On 7/31/24 18:18, Sean Christopherson wrote:
> On Wed, Jul 31, 2024, Michal Luczaj wrote:
>> On 7/31/24 15:31, Will Deacon wrote:
>>> On Tue, Jul 30, 2024 at 04:31:08PM -0700, Sean Christopherson wrote:
>>>> On Tue, Jul 30, 2024, Michal Luczaj wrote:
>>>>> On 7/30/24 17:56, Will Deacon wrote:
>>>>>> diff --git a/virt/kvm/kvm_main.c b/virt/kvm/kvm_main.c
>>>>>> index d0788d0a72cc..b80dd8cead8c 100644
>>>>>> --- a/virt/kvm/kvm_main.c
>>>>>> +++ b/virt/kvm/kvm_main.c
>>>>>> @@ -4293,7 +4293,7 @@ static int kvm_vm_ioctl_create_vcpu(struct kvm *kvm, unsigned long id)
>>>>>>
>>>>>> if (KVM_BUG_ON(xa_store(&kvm->vcpu_array, vcpu->vcpu_idx, vcpu, 0), kvm)) {
>>>>>> r = -EINVAL;
>>>>>> - goto kvm_put_xa_release;
>>>>>> + goto err_xa_release;
>>>>>> }
>>>>>>
>>>>>> /*
>>>>>> @@ -4310,6 +4310,7 @@ static int kvm_vm_ioctl_create_vcpu(struct kvm *kvm, unsigned long id)
>>>>>>
>>>>>> kvm_put_xa_release:
>>>>>> kvm_put_kvm_no_destroy(kvm);
>>>>>> +err_xa_release:
>>>>>> xa_release(&kvm->vcpu_array, vcpu->vcpu_idx);
>>>>>> unlock_vcpu_destroy:
>>>>>> mutex_unlock(&kvm->lock);
>>>>>
>>>>> My bad for neglecting the "impossible" path. Thanks for the fix.
>>>>>
>>>>> I wonder if it's complete. If we really want to consider the possibility of
>>>>> this xa_store() failing, then keeping vCPU fd installed and calling
>>>>> kmem_cache_free(kvm_vcpu_cache, vcpu) on the error path looks wrong.
>>>>
>>>> Yeah, the vCPU is exposed to userspace, freeing its assets will just cause
>>>> different problems. KVM_BUG_ON() will prevent _new_ vCPU ioctl() calls (and kick
>>>> running vCPUs out of the guest), but it doesn't interrupt other CPUs, e.g. if
>>>> userspace is being sneaking and has already invoked a vCPU ioctl(), KVM will hit
>>>> a use-after-free (several of them).
>>>
>>> Damn, yes. Just because we haven't returned the fd yet, doesn't mean
>>> userspace can't make use of it.
>>>
>>>> As Michal alluded to, it should be impossible for xa_store() to fail since KVM
>>>> pre-allocates/reserves memory.

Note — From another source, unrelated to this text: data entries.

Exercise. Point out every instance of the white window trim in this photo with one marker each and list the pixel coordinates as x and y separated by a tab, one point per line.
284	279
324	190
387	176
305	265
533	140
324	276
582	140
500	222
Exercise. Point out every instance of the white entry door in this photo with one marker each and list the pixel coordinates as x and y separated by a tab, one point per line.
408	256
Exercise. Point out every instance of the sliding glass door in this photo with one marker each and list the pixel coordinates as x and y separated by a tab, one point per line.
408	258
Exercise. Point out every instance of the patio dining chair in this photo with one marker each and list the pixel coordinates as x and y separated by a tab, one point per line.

Given that, deliberately leaking the vCPU seems
>>>> like the least awful "solution".
>>>
>>> Could we actually just move the xa_store() before the fd creation? I
>>> can't immediately see any issues with that...
>>
>> Hah, please see commit afb2acb2e3a3 :) Long story short: create_vcpu_fd()

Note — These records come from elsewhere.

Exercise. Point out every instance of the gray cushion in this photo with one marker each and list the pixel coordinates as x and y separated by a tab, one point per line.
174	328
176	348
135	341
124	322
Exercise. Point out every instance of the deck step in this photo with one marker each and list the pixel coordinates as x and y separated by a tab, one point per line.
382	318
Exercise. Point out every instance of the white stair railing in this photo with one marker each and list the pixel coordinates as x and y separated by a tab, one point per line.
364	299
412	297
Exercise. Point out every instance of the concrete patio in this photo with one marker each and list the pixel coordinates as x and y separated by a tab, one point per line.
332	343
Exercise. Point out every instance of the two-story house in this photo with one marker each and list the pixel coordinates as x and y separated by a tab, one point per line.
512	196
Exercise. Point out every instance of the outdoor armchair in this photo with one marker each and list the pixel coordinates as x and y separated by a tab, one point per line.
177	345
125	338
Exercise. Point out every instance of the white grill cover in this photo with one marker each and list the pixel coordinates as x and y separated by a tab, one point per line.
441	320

>> can legally fail, which must be handled gracefully, which would involve
>> destruction of an already xa_store()ed vCPU, which is racy.
>
> Ya, the basic problem is that we have two ways of publishing the vCPU, fd and
> vcpu_array, with no way of setting both atomically. Given that xa_store() should
> never fail, I vote we do the simple thing and deliberately leak the memory.

I agree it's a good idea. So for a failed xa_store(), just drop the goto?